6. Ulangi penghitungan ini setiap hari selama seminggu atau lebih dan ambil rat-rata hasilnya untuk mendapatkan perkiraan yang lebih akurat. Apabila Anda mengukur kalori Anda selama seminggu, bagi 7. Contoh, apabila Anda menambahkan +100, -600, -300, +300, -600, -400, dan +100, maka Anda akan memperoleh angka -1.400. Bagi dengan 7, sehingga rata-ratanya adalah -200. Berarti, Anda mengalami defisit kalori sebesar 200 kalori per hari.

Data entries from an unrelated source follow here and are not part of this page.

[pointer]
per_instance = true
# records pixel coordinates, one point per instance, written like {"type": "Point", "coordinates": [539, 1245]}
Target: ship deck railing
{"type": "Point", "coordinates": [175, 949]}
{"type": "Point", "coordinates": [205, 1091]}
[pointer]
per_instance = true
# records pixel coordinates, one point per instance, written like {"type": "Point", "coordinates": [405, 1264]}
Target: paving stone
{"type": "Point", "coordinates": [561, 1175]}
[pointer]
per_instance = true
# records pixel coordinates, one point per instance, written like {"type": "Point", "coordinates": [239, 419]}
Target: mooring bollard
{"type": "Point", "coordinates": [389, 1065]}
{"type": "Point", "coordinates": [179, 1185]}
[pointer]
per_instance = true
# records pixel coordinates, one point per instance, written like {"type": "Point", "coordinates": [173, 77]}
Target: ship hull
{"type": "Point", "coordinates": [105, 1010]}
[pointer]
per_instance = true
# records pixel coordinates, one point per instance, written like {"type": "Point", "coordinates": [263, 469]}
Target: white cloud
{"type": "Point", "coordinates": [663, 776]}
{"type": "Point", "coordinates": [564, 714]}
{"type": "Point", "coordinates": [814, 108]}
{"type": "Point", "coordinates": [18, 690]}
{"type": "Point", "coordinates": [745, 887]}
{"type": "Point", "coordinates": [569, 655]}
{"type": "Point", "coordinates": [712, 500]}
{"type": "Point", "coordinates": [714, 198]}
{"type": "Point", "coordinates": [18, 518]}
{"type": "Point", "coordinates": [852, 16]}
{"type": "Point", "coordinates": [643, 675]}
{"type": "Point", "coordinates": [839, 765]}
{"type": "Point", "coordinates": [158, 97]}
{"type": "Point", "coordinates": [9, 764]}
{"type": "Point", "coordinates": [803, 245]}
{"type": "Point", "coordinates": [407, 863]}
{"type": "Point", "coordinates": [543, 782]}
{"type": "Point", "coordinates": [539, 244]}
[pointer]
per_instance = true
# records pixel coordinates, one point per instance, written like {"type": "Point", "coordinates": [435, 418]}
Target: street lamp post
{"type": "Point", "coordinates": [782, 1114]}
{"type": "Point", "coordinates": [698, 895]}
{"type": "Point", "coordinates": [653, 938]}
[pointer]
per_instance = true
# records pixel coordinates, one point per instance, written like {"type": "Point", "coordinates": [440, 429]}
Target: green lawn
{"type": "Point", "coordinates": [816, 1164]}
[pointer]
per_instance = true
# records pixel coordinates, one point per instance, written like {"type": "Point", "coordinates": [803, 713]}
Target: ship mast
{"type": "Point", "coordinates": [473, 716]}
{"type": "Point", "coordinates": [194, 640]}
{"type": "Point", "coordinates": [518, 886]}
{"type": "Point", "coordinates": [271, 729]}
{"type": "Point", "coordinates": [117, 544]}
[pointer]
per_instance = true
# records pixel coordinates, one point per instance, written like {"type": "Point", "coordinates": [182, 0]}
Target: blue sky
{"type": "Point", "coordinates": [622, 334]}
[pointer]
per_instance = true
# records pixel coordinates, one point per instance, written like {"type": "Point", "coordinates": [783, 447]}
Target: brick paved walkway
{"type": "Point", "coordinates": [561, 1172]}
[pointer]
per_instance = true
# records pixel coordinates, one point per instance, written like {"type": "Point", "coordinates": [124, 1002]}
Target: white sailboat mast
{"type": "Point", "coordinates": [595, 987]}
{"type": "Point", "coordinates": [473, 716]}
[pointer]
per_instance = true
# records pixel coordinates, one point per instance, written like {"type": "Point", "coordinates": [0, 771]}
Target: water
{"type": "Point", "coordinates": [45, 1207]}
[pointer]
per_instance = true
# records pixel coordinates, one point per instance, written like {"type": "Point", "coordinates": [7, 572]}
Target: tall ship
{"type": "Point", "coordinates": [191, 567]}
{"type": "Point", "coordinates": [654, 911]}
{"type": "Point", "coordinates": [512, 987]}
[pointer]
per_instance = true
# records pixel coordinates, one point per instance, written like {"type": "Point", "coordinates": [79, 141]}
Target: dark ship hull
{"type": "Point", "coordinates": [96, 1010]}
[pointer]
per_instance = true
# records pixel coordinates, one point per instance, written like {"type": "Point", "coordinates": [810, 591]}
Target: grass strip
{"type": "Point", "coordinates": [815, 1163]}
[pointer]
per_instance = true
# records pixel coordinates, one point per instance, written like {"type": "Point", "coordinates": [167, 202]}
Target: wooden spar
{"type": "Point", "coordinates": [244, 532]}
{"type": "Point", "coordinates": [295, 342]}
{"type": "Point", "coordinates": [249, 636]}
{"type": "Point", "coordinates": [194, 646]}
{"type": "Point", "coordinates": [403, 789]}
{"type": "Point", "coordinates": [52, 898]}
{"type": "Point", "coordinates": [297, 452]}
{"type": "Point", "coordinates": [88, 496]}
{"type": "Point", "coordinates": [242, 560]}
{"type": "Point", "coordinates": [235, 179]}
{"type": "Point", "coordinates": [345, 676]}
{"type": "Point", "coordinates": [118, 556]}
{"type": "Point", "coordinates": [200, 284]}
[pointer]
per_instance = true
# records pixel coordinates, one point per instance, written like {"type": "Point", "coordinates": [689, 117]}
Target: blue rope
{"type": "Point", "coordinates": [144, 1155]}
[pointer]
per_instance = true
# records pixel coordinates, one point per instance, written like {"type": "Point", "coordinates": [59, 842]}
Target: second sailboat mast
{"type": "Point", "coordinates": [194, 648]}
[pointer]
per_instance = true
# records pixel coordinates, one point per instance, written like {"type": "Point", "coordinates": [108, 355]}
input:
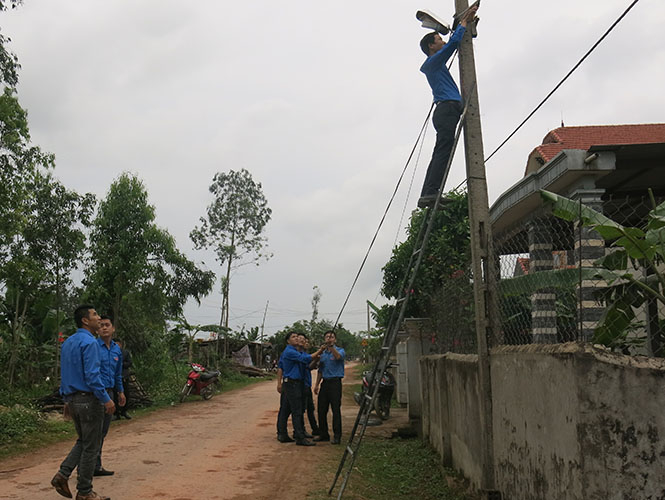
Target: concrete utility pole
{"type": "Point", "coordinates": [481, 248]}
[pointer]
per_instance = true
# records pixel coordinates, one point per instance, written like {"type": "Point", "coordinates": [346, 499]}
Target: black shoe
{"type": "Point", "coordinates": [103, 472]}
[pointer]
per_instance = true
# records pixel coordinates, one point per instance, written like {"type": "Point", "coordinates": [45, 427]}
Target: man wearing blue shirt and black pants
{"type": "Point", "coordinates": [111, 372]}
{"type": "Point", "coordinates": [448, 103]}
{"type": "Point", "coordinates": [86, 400]}
{"type": "Point", "coordinates": [294, 363]}
{"type": "Point", "coordinates": [329, 388]}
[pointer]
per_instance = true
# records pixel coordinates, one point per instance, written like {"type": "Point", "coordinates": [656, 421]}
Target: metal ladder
{"type": "Point", "coordinates": [390, 338]}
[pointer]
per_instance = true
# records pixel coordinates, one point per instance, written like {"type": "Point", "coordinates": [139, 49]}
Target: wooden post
{"type": "Point", "coordinates": [483, 264]}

7. Bagi 3.500 dengan defisit kalori Anda untuk memperoleh laju penurunan lemak. Contohnya, bagi 3.500 dengan 200, menghasilkan 17.5. Artinya, berat badan Anda akan turun sebanyak satu pon selama 17.5 hari, atau kurang dari 2 pon per bulan. Apabila jumlah rata-rata yang Anda peroleh adalah bilangan positif, berarti laju yang Anda peroleh adalah laju kenaikan berat badan.